MONTGOMERY — Legislation that would require law enforcement in Alabama to collect fingerprints and DNA of illegal immigrants in custody passed the Senate Judiciary Committee on Wednesday.

Senate Bill 320 by State Sen. Lance Bell (R-Pell City) would require a law enforcement agency in Alabama that has an illegal alien in its custody to collect a full set of fingerprints and a DNA sample from the individual before being released.

Bell said the idea for the legislation came from a recent trip to the U.S.-Mexico border with other Alabama elected officials. 

“In talking to Border Patrol and Homeland Security down there, when an illegal alien comes across the border, they’re fingerprinting them and doing a DNA swab. What they told us was the problem they’re having is if they don’t have good fingerprints (or) have good DNA these people are coming back across the border two and three times committing crimes under different names,” Bell said in committee on Wednesday. “Their request was we need to do a better job on a database statewide of the illegal aliens to track. An example was in Talladega County there was a murder case being tried. One of the witnesses said, ‘You actually have him charged under the wrong name.’ D.A. (Steve) Giddens said, ‘Well, tell me about that.’ He thought the woman didn’t know what she was talking about. (She said,) ‘Well, his name is really so-and-so and he’s wanted for murder in California.’ After the conviction in Talladega County, they checked, got his DNA, did a DNA sample from the person out in California, and found he had four or five, six different aliases but for that DNA they’d never have connected him to that murder out in California.
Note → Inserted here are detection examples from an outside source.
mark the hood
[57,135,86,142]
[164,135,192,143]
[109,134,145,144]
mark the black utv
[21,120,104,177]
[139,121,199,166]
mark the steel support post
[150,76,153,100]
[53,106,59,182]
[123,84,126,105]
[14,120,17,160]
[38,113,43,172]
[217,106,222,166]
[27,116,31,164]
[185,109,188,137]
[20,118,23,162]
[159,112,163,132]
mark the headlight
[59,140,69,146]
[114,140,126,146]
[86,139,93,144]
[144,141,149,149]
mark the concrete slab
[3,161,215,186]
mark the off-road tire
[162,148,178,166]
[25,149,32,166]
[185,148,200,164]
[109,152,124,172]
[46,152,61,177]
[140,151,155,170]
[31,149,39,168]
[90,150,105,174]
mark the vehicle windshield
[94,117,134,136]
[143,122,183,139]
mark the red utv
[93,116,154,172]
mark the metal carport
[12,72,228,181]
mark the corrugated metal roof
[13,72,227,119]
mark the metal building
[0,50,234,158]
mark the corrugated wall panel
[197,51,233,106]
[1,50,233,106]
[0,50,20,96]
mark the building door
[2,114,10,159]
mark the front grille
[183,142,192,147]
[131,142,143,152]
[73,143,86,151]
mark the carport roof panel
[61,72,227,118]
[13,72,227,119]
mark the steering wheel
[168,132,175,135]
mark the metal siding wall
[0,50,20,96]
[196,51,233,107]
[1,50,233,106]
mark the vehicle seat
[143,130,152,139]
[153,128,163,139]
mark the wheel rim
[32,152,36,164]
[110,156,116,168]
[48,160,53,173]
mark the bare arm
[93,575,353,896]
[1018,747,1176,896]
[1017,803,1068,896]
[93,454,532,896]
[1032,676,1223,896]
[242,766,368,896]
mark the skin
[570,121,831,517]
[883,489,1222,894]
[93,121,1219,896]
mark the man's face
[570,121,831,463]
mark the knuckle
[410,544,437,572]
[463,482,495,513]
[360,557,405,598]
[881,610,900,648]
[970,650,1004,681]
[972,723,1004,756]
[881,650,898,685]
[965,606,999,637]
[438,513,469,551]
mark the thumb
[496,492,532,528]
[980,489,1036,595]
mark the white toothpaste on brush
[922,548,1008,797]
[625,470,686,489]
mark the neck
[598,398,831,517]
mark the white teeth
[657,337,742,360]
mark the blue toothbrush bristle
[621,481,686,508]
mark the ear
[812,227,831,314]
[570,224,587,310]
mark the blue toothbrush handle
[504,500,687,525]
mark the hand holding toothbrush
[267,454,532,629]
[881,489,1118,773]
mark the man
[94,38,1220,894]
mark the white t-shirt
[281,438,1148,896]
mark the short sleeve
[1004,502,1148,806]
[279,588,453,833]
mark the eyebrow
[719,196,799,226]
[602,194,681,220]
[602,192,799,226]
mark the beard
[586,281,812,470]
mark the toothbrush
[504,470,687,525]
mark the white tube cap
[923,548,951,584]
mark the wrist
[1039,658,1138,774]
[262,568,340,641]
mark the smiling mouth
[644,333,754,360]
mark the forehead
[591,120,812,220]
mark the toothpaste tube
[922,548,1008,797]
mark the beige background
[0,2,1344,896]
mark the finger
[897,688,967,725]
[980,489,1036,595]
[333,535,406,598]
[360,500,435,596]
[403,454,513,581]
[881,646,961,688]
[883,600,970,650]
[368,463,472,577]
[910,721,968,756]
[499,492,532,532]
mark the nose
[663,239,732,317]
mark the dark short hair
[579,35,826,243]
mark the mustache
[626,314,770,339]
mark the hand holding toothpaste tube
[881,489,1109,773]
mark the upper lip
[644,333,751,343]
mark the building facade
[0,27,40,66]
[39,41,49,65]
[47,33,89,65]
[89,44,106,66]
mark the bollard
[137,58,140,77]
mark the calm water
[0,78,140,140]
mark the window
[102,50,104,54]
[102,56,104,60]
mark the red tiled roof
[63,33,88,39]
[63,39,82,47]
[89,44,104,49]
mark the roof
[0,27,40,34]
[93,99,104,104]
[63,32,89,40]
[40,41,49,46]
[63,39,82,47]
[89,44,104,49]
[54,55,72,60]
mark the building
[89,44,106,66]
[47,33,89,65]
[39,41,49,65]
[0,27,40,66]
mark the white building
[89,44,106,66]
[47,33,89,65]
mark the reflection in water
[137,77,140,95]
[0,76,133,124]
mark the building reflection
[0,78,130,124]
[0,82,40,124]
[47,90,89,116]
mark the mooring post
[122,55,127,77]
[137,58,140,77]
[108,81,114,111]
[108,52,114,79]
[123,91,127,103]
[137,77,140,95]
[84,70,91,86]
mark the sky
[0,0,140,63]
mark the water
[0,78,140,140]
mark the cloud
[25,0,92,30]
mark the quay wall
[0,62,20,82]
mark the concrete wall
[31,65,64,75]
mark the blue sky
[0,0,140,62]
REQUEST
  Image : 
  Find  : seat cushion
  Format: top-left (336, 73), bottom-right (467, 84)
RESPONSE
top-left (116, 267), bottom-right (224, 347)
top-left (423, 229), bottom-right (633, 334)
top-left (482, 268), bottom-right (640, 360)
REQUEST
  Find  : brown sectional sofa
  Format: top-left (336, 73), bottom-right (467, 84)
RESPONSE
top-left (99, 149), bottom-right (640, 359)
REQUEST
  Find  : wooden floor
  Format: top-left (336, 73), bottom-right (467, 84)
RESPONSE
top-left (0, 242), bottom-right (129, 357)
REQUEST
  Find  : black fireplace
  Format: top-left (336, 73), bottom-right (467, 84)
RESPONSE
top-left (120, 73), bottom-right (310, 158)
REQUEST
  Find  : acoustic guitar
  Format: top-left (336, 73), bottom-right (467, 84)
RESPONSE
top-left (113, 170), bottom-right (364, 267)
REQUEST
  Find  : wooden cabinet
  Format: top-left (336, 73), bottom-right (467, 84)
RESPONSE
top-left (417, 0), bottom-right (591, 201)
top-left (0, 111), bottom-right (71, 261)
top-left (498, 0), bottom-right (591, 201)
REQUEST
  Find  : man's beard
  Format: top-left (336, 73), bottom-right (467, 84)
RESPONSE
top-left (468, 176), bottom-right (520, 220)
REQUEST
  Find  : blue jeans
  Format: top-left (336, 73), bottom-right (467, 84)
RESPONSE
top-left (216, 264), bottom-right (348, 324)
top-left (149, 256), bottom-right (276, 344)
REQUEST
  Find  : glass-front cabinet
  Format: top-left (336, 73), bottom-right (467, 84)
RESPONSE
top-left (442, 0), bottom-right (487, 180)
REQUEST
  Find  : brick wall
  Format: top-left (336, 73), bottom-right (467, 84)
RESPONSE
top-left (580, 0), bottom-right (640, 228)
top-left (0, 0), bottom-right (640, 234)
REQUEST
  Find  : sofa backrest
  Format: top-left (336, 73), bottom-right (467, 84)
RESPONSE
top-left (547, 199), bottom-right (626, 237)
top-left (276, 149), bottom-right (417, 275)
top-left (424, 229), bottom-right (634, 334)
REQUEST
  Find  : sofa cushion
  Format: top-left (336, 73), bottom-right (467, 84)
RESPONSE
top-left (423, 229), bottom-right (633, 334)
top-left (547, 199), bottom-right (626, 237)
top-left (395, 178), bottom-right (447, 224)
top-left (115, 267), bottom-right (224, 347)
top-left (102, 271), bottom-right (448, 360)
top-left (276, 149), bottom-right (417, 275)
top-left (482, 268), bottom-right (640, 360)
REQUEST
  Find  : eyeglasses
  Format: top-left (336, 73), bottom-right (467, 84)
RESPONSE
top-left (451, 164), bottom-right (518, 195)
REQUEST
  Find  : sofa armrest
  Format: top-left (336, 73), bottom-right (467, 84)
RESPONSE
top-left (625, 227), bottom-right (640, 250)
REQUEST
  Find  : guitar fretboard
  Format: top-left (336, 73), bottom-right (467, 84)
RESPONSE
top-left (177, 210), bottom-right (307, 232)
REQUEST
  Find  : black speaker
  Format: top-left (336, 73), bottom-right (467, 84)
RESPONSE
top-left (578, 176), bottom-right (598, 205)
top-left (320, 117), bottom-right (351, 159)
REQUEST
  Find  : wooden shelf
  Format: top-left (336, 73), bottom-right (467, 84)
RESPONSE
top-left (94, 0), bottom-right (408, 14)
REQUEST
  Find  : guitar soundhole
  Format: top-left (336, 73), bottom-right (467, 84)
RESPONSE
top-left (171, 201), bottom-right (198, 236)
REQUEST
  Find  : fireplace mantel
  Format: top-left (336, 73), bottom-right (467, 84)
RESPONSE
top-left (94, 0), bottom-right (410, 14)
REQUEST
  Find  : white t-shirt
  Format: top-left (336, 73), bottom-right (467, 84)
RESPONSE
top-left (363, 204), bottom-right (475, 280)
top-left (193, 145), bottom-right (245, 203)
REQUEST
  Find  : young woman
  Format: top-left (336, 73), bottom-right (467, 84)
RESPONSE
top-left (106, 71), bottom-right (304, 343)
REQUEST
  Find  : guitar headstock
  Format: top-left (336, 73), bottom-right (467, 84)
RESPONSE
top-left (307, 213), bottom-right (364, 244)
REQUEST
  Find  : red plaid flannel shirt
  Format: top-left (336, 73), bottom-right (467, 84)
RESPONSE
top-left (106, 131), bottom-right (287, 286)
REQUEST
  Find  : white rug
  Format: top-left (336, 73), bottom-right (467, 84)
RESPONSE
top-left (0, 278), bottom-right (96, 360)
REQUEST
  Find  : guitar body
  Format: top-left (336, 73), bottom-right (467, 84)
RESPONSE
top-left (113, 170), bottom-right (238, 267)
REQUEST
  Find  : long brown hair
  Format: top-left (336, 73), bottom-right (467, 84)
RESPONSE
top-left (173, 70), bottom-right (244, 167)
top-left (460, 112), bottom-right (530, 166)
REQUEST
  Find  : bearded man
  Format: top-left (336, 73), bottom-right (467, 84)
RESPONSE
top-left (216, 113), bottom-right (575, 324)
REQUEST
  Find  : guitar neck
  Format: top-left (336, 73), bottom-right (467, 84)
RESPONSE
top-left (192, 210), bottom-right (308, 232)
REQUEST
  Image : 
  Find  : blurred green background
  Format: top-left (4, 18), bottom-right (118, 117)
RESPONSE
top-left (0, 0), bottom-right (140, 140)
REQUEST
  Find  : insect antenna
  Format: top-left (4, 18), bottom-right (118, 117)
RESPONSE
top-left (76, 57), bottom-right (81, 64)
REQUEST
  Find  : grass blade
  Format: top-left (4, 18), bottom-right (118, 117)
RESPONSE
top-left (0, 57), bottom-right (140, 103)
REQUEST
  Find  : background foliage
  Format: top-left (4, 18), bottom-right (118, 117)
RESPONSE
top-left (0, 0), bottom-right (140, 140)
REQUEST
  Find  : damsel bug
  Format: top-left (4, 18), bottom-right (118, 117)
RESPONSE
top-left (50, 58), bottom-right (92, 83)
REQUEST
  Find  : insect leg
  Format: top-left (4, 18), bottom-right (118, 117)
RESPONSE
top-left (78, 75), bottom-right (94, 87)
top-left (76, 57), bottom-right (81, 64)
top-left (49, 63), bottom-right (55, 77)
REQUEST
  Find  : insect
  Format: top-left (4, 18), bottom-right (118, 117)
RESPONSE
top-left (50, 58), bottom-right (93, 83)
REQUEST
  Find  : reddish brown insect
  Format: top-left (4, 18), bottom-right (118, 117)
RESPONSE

That’s the issue there.”

Senate Minority Leader Bobby Singleton (D-Greensboro) voted against the measure because he said he “still thinks it just identifies brown people” after asking about the definition used for illegal aliens in the bill. 

Bell said the definition of illegal alien would be the one used under federal law. 

According to a fiscal note on the legislation, Senate Bill 320, as introduced, could increase the obligations of the Department of Forensic Sciences, paid from the DNA Database Fund, to test and catalog fingerprints and DNA samples taken of illegal aliens in the custody of local law enforcement agencies prior to release from custody. The amount of the Department's increased obligation is undetermined, but would be dependent upon the number of DNA samples that would be required to be tested and cataloged pursuant to the provisions of this bill.